«Ogni epoca ha un paio di libri, non di più, che la riassumono completamente. Al punto tale da esserne una sorta di catalogo. Il Novecento è L’Interpretazione dei sogni di Freud». Così Stefano Massini, autore di questo spettacolo in cartellone al Piccolo, riassume il suo copione.
Certo, Freud è molto più che un uomo del ‘900, perché, in fondo, noi, seduti in platea, non siamo così diversi dai pazienti che appaiono sul palco, entrando ed uscendo da una serie di porte che sembrano essere dei passaggi metafisici verso l’inconscio.
A scanso di equivoci diremo che questo spettacolo ha due peccati capitali: il primo è la prolissità, soprattutto del primo atto, che si adagia forse troppo sui monologhi del protagonista. Il secondo è l’esasperazione drammatica, che il regista Federico Tiezzi ha imposto agli attori, in particolare al protagonista.
Se siete disposti a perdonare questi peccati, però, lo spettacolo è magnifico.

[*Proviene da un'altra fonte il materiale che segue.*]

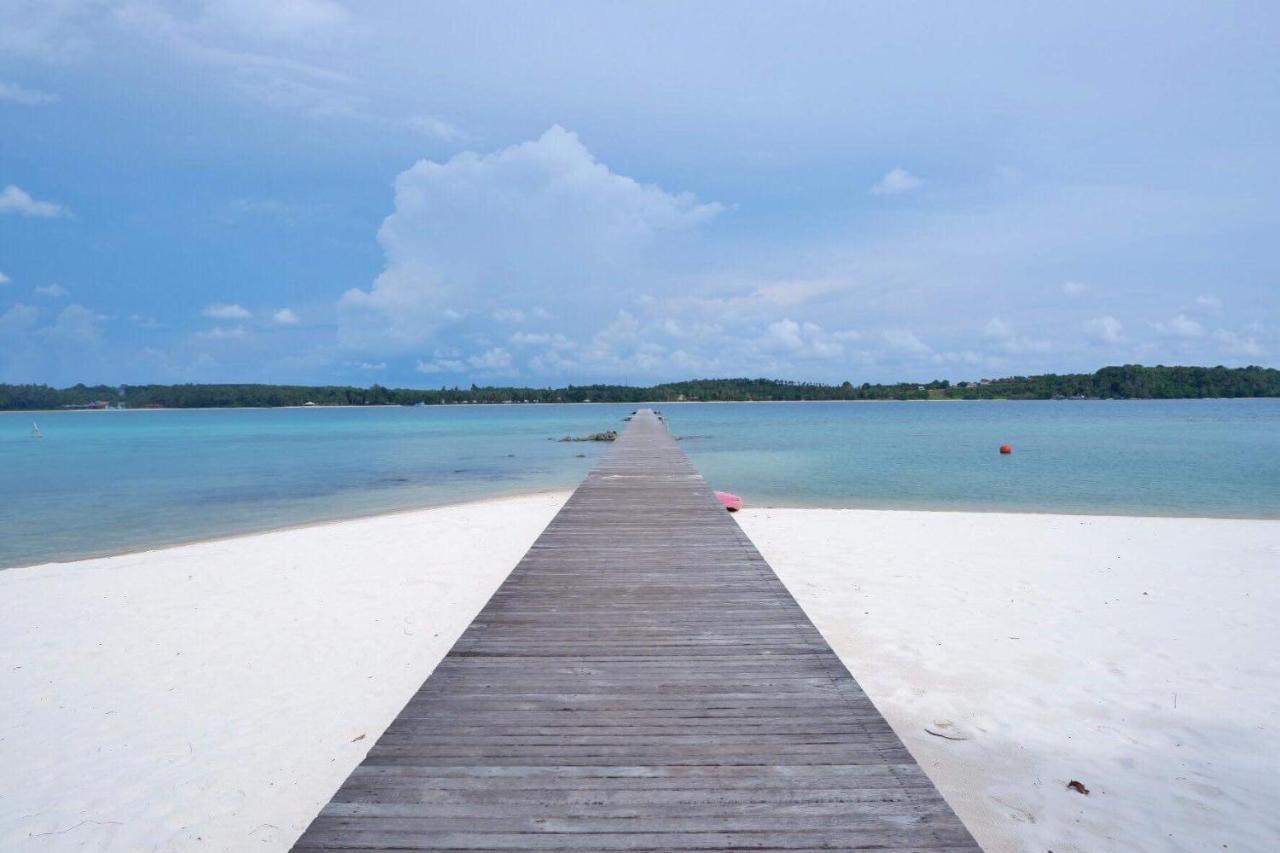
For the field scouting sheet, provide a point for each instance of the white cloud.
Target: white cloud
(542, 222)
(440, 365)
(997, 329)
(275, 19)
(905, 341)
(1105, 328)
(78, 323)
(223, 333)
(540, 338)
(16, 200)
(1180, 327)
(895, 182)
(225, 311)
(16, 94)
(18, 318)
(1008, 340)
(804, 340)
(214, 39)
(494, 359)
(1238, 343)
(438, 128)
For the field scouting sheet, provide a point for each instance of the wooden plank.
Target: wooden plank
(640, 682)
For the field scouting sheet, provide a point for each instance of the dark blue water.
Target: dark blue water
(103, 482)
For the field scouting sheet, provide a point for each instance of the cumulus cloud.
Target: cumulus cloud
(1179, 327)
(494, 359)
(16, 94)
(896, 182)
(78, 323)
(539, 222)
(804, 340)
(14, 200)
(1008, 340)
(1106, 329)
(225, 311)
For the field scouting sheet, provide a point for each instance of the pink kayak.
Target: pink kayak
(731, 502)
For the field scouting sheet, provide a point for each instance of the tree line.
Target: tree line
(1127, 382)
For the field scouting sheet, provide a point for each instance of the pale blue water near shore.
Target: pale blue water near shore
(114, 480)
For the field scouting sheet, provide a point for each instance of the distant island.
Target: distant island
(1127, 382)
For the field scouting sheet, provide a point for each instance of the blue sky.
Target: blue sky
(437, 194)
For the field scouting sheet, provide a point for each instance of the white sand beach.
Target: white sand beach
(213, 696)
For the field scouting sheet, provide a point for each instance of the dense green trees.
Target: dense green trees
(1128, 382)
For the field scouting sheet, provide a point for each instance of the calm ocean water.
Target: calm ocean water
(110, 480)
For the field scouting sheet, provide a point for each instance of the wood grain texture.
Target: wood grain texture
(640, 682)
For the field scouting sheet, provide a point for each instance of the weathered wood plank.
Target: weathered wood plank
(641, 682)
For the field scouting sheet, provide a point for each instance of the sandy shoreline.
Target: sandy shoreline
(213, 696)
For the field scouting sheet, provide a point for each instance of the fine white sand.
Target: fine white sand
(213, 697)
(1137, 656)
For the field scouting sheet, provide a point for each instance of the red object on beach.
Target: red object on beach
(731, 502)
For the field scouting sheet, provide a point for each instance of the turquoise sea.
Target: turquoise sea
(103, 482)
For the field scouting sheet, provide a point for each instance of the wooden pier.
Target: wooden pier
(641, 682)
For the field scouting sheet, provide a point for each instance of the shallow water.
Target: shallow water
(109, 480)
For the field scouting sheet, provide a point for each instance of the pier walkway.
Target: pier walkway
(640, 682)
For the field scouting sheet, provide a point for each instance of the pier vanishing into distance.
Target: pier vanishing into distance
(641, 682)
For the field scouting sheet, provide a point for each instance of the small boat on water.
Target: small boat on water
(731, 502)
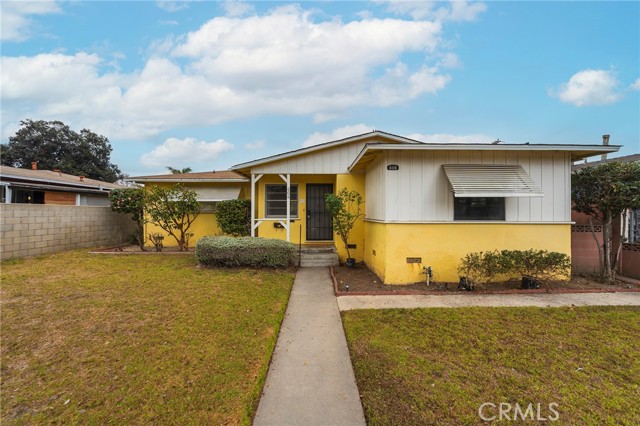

Nella forma, nella sostanza, ma soprattutto nel contenuto. La visione dei sogni come metafora quasi poetica, che piano piano si dipana nella formulazione scientifica, la comprensione del significato profondo sotteso che arriva gradualmente, il contenuto stesso dell’opera di Freud, vengono trattati magistralmente.
In scena si alternano l’uomo e lo scienziato, in una soluzione di continuità perfettamente riuscita: il primo cerca, attraverso la comprensione dei suoi pazienti, di comprendere anche sé stesso; il secondo, invece, è quello che meglio conosciamo dai libri di scuola, il padre della psicanalisi.
Eppure la bellezza di questo spettacolo sta proprio nell’aver trasformato il mito in uomo, fornendo al pubblico una figura nella quale si può identificare e grazie alla quale può riflettere sulla propria vita, sulle proprie esperienze, sul significato profondo delle cose.
Insomma, se è possibile mettere in scena un’opera così complessa come quella di Freud, questo è forse quanto di più profondo e profondamente teatrale se ne può ottenere. Si tratta non di un adattamento, ma piuttosto di un assembramento di vari pezzi, tratti soprattuto soprattutto dall’Introduzione alla psicoanalisi, che diventano teatro, con un sapore vagamente cinematografico.
Le scene di Marco Rossi e i costumi di Gianluca Sbicca lavorano in unisono perfetto al risultato finale, ineccepibile anche dal punto di vista estetico. Con i figuranti che entrano in scena indossando maschere animali, le scritte al neon: cose da performance di arti visive ad altissimo livello.
Gli attori in scena sono tutti di altissimo livello, anche se Fabrizio Gifuni, nel ruolo di Freud, come anticipato, e nonostante l’indubbia bravura, ci è sembrato forse troppo sopra le righe.
Insomma, uno spettacolo forse non per tutti, ma senza dubbio di grandissimo valore estetico, letterario, filosofico, insomma: da vedere.